For example, an agent might have access to multiple tools like get_weather(), calculate_hike_difficulty(), or fetch_trail_conditions(). When a user asks, “Is it safe to hike the Cradle Mountains next week?”, the LLM can analyze the query and decide that it needs to call both get_weather() and calculate_hike_difficulty(). The framework then executes these tools in the correct order, collects the outputs, and passes them back to the LLM to generate a final, human-friendly response.
Reflection
The reflection pattern introduces a feedback loop within an agentic system. An evaluator — such as an agent dedicated to reviewing outputs or assessing performance — analyzes the agent’s actions or responses and provides feedback. This feedback can then be used to refine subsequent decisions, improve accuracy, or guide better reasoning.
In short, reflection allows agents to learn from their own outputs and continuously improve, making the system more adaptive and reliable over time.

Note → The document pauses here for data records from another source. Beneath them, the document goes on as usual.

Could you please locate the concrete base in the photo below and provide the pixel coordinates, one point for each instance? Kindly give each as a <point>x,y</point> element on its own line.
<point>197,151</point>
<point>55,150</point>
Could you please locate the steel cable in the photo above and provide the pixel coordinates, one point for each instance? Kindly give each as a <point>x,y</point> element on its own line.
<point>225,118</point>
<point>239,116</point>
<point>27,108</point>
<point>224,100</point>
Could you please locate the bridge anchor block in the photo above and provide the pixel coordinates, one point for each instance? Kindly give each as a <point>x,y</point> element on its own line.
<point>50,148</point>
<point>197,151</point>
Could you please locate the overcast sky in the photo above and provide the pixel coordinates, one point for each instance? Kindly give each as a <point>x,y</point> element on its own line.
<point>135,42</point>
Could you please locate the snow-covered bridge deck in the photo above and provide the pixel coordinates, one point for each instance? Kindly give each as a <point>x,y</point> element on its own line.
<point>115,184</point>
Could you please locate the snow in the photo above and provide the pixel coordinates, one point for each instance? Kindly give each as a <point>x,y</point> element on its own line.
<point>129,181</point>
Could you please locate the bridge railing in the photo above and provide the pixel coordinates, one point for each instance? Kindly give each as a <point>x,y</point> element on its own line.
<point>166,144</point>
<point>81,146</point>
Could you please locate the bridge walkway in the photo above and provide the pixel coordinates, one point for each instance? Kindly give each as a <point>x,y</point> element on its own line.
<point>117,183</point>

In some cases, there are two specific agents, such as “production agent” and an “evaluator agent”, and in some other cases, its more or less self evaluation (Self reflection).
Parallelization
The parallelization pattern involves running multiple agents, tool calls, or LLM processes concurrently or even in parallel. Conceptually, there’s nothing particularly unique here — this is a standard software engineering problem. Developers who understand concurrency and parallelism should be able to handle it in their preferred language without being forced to learn framework-specific mechanisms.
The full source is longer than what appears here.